Le projet de loi C-68 ne tient pas compte des réalités concrètes que vivent bon nombre des peuples que je représente. Ce projet de loi imposera un système complexe et lourd d'octroi des permis et d'enregistrement aux peuples des Premières nations, malgré les nombreux assurances du ministre de la Justice qui prétend que le système sera convivial. Pour les Premières nations, il n'y a rien de convivial ni dans le système ni dans son application.
Ce projet de loi prévoit plusieurs pénalités, même pour une première infraction. Comme le chef Ignace Gull de la Première nation Attawapiskat l'a dit récemment dans un article qui a paru dans le Globe and Mail le 1er mai 1995, les lois vont faire de nos gens des criminels alors qu'ils ne le sont pas.
Le chef Gull a ajouté:
J'ai enseigné à mes quatre fils, dès l'âge de cinq ans, comment se servir d'un fusil et d'une carabine. C'est ce que tout le monde fait et, maintenant, à 60 ou 65 ans, un homme qui a chassé toute sa vie, doit soudain prendre un cours sur ce qu'est l'utilisation sécuritaire d'une arme à feu. Cela n'a aucun sens. Cela n'a aucun sens qu'un homme âgé qui a manipulé des armes à feu en toute sécurité pendant toute sa vie.
L'article se poursuit ainsi:
Les changements proposés aux lois sur le contrôle des armes à feu rendront l'achat, l'entreposage et l'enregistrement des armes à feu encore plus compliqués, onéreux et éventuellement punitifs qu'elles ne le sont déjà. En vertu du projet de loi, le fait de donner une simple cartouche à une personne ne détenant pas de permis pourrait entraîner une peine d'emprisonnement obligatoire d'un an à la fois pour le donneur et le destinataire.
Le chef Gull a dit que par tradition et pour des raisons économiques, les gens d'Attawapiskat continuent de prêter ou d'acheter des armes à feu de gens qui ne possèdent pas un certificat de détention d'une arme à feu. Les deux sont des infractions criminelles passibles d'un emprisonnement allant jusqu'à cinq ans. Est-il juste que des gens qui ont exercé légalement toute leur vie leur droit de chasse autochtone et issu de traité deviennent des criminels simplement en continuant de faire ce qu'ils ont toujours fait et doivent faire d'ailleurs par nécessité économique?
Compte tenu de la sévérité des peines, de la complexité du système et des réalités des communautés du nord et des communautés éloignées, le gouvernement va-t-il fournir les ressources nécessaires pour faciliter la mise en oeuvre de la loi? Va-t-il fournir l'équipement photographique, les formateurs en matière de sécurité et le matériel de formation nécessaire dans les langues des Premières nations? Ces ressources vont-elles être fournies en temps opportun et en nombre suffisant pour qu'aucun des membres des Premières nations ne se voie refuser son droit de chasse simplement par ce qu'il ne peut pas se conformer, parce qu'il ne peut pas faire autrement, aux exigences imposées par cette loi?
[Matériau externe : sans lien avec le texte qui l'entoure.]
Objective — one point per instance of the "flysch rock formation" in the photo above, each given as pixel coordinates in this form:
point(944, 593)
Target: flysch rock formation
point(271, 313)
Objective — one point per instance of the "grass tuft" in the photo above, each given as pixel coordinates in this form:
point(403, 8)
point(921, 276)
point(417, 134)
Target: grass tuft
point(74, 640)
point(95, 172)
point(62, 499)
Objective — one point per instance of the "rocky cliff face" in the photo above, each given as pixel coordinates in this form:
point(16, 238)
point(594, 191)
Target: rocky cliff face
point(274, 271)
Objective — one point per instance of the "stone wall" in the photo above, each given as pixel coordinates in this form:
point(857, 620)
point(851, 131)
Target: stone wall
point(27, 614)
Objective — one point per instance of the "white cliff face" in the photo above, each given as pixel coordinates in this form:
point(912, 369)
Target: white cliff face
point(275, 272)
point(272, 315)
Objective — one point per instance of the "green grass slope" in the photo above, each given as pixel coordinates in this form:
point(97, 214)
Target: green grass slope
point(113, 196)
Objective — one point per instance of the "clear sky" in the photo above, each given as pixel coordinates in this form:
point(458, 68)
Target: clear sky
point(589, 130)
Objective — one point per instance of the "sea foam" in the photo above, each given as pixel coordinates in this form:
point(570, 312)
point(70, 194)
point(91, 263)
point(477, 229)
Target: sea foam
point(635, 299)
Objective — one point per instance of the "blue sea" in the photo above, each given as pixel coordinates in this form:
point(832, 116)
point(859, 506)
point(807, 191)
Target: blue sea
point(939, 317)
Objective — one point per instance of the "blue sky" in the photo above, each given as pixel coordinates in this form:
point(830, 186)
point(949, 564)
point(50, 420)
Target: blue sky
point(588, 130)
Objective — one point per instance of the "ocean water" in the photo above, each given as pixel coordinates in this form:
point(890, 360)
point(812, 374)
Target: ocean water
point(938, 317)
Les dispositions du projet de loi sur les permis et l'enregistrement imposent à des coûts réels sur nos peuples simplement parce qu'ils exercent leurs droits autochtones et issus de traité. Cela revient en fait à imposer une taxe sur l'exercice de nos droits, ce qui totalement inacceptable.
Monsieur le président, en novembre dernier, lorsque le ministre de la Justice a annoncé à la Chambre les plans du gouvernement concernant le contrôle des armes à feu, son ministère a publié un document intitulé «Information contractuelle sur le contrôle des armes à feu». Le document reconnaît que de nombreux peuples autochtones bénéficient de droits autochtones issus de traité afin de pratiquer la chasse et le piégeage.
Malheureusement, ni les droits autochtones issus de traités et protégés par la Constitution ni nos valeurs culturelles et traditionnelles ne sont pris en compte par ce projet de loi.
En outre, bien que le gouvernement fédéral ait déclaré à maintes reprises qu'il reconnaissait aux Premières nations le droit inhérent à l'autonomie gouvernementale, rien de cela ne transparaît dans le projet de loi C-68.
J'avais pourtant bien insisté auprès du ministre de la Justice pour qu'il consulte sérieusement les Premières nations avant de présenter le projet de loi C-68. Or, des consultations fort limitées n'ont été entreprises qu'il y a quelques semaines à peine. Cette façon de tenir des consultations après coup ne saurait faciliter l'établissement de nouvelles relations fondées sur la confiance et le respect mutuels avec les Premières nations, ce que le gouvernement a pourtant promis lors de la dernière campagne électorale.
En résumé, monsieur le président, l'Assemblée des Premières nations estime que les permis pour les carabines et fusils de chasse, leur enregistrement et toutes les autres obligations imposées sont inconstitutionnels parce qu'ils portent atteinte aux droits ancestraux et issus de traités des Premières nations que garantit la Constitution et que cette violation ne saurait être justifiée en vertu de l'article premier. Cette loi crée inutilement des difficultés aux peuples des communautés septentrionales et isolées. En définitive, certaines dispositions du projet de loi sont tout simplement impossibles à appliquer parce qu'elles ne tiennent pas compte des conditions de vie dans ces communautés.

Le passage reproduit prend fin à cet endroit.